The second is psychological: physical activity can interrupt negative thoughts. “The concentration that physical activity demands opens the way to new possibilities and solutions, reduces stress, and builds a sense of competence and self-control, which are known to improve mental health and reduce depressive symptoms,” Doré said.
She stressed that setting a goal and only partially achieving it still yields psychological benefits.
The third mechanism involves the interactions produced by group or team sports, which afford opportunities to expand and broaden a person’s social support network in times of need.
“The bonds formed in sports groups, organized or not, also foster a sense of belonging,” Doré noted. “Knowing that you are part of a group or club where people have common interests creates social cohesion, which is one of the main determinants of mental health.”
Most physical activity is beneficial
People often associate physical activity with sports of some kind. In fact, any form of bodily movement that expends energy is physical activity.
However, some types of physical activity offer mental health benefits and others do not, regardless of the level of intensity.
The research literature tends to show that sports and recreational activities are beneficial, as is active transportation, as long as it is safe and not stress-inducing. The scientific evidence on household tasks is more mixed, but it suggests that housework can be a useful gradual fitness-improvement strategy for people who are less active or have physical limitations.
On the other hand, there would appear to be no quantifiable mental health benefits from work-related physical activity. In fact, some unrewarding, exhausting and repetitive jobs are associated with adverse effects.
“What’s important is the overall volume of activity, which is determined by three components: frequency, duration and intensity,” said Doré. “In general, the greater the overall volume, the greater the benefits. But a word of caution is in order here: overtraining can exacerbate mood disorders and symptoms of anxiety.”
Make it enjoyable
In short, physical activity is a new way forward for preventing mental disorders and promoting psychological health. Unlike medication, there is no stigma attached to physical activity. And it requires only a change in behaviour — a decision to move — and facilities and resources that are already available.
Individual physical activity, such as jogging, and team sports are strongly associated with better mental health, according to Prof. Doré, the recipient of the Quebec Population Health Research Network’s award for best doctoral thesis on population health in 2018.
However, the same amount of activity performed in an informal group can be even more beneficial. For example, activities in outdoors groups, lunchtime walks or games with coworkers or group yoga provide a setting that supports mental health through the social interactions and enjoyment they afford.

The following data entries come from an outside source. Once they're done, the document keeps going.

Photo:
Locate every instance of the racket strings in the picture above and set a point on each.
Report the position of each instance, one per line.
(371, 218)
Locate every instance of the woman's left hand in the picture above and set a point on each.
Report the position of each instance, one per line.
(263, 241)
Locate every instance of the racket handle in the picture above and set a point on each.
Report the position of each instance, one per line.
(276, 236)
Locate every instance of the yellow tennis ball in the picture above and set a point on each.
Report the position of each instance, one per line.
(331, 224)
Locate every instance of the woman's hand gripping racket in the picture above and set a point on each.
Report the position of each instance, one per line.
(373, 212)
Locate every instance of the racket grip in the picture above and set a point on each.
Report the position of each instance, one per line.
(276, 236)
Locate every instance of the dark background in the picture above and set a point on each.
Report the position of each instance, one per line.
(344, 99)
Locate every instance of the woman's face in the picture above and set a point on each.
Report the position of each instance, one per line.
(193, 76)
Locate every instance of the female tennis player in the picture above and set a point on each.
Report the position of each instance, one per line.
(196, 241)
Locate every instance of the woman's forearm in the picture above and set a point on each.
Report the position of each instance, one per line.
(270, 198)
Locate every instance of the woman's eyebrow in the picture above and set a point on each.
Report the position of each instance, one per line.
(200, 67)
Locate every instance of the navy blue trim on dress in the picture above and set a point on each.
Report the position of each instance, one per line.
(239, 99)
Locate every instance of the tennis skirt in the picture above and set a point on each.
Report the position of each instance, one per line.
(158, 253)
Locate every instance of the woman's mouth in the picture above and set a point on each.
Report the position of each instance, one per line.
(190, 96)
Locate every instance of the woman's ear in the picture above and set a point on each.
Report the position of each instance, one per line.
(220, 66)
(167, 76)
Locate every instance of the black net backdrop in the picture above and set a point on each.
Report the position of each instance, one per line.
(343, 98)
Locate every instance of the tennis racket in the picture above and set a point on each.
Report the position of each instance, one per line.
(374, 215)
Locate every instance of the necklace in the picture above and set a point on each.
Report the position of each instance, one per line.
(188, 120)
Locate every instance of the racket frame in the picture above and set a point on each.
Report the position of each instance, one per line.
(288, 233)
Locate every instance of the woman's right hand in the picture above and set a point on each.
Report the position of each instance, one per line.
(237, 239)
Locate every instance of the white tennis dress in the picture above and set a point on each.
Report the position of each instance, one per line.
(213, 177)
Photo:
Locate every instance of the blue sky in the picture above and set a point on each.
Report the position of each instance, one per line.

Doré pointed out that it is never too late to get active and stressed the importance of promoting free active play for young and old alike.
“The idea of free, child-initiated play is under threat today,” she said. “Games that give free rein to imagination and creativity, and involve some level of risk, let children push their limits and develop independence. They are also among the best predictors of desire for physical activity later, in adolescence and adulthood.”
More broadly, Professor Doré advocates for environments to be transformed to support psychological well-being – in the schools, in the workplace, and in municipalities, which have an important role to play.
“For example, we could focus more on promoting the Dutch concept of the Woonerf — the ‘living street,’ where people can sit, play or ride their bikes in complete safety — so that people of all ages can reclaim their living environment,” Prof.. Doré concluded. “Access to nature and open spaces must also be facilitated.”